At one point, Ferres said, Herzog had to enlist his leading lady to quell a near-mutiny among the crew, who were unhappy when water supplies ran out at the remote guesthouse where they were bunking, leaving them unable to shower.
Ultimately, Ferres – whose father died just before shooting began – came to find the solitude comforting, particularly during filming on a rocky island in the salt flats.
Herzog kept most of the crew largely away from Ferres during the filming to create both intimacy and intensity. "No one was allowed to even bring me tea or water. He did that," she said. "He creates kind of a special space around you."
In total, the film took just 16 days to shoot. That's not atypical, says Herzog.
"I've never filmed much footage.

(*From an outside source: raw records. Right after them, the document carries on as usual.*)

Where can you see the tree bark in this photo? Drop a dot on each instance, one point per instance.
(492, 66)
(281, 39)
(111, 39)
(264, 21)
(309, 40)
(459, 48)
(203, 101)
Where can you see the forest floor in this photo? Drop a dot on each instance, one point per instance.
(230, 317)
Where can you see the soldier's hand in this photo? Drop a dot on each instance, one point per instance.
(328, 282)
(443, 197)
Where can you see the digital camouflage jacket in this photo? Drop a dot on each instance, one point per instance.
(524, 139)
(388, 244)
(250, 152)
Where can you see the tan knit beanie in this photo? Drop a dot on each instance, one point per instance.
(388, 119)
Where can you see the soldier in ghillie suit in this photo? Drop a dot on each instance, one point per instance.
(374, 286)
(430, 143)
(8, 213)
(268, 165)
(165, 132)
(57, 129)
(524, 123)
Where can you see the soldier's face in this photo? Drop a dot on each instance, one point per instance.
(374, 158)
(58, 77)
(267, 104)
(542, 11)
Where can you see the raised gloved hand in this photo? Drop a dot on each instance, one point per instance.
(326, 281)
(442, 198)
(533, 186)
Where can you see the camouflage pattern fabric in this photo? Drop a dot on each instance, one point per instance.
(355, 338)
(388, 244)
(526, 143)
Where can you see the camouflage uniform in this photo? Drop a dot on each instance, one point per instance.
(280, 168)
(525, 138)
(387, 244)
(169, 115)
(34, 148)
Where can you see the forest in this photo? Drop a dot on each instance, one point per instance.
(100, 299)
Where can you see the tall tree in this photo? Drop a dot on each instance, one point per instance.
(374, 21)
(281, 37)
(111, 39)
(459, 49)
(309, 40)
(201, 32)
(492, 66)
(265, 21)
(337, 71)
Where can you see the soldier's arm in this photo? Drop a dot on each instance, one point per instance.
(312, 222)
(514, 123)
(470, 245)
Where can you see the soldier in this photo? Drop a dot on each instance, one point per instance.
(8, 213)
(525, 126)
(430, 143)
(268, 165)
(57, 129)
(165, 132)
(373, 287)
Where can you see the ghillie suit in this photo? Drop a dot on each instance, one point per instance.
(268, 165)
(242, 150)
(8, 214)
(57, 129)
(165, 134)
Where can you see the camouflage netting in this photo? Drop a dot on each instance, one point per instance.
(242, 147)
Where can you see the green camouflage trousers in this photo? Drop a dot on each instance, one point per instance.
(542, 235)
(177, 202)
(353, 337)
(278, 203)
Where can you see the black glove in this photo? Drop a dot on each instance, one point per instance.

I do basically what I need for the screen," he says. "Because of that, I'm done editing much faster than others."
His writing process, too, is expedient. Penning "Salt and Fire" took him five days. His 1972 feature "Aguirre, the Wrath of God," took just 2 days -- largely on a bus filled with inebriated companions swilling from a keg of beer.
"I had this little typewriter on my knees," he recalls. "Everyone was drunk, and singing obscene songs and even vomiting into my typewriter."
Herzog says he typically "sees" a film in his mind, so writing a screenplay is just like copying a text. "If you can copy 20 pages a day, in five days, easily you have a screenplay," he shrugs. "I'm done writing much faster than anyone I know."
Which explains in part why Herzog is so prolific. His documentary on technology, "Lo and Behold, Reveries of the Connected World," which premiered at Sundance in January, will arrive in American theaters this August. He's teaching through the online platform Masterclass this summer.
In the meantime, he's editing his next documentary, on volcanoes. Shooting for that has taken him to North Korea, Ethiopia, Indonesia and the remote Pacific island nation of Vanuatu.
"It's not unhealthy; you'd better have a new film out every half year" to stay relevant, says Herzog. But even he admits that he's got a lot in the pipeline.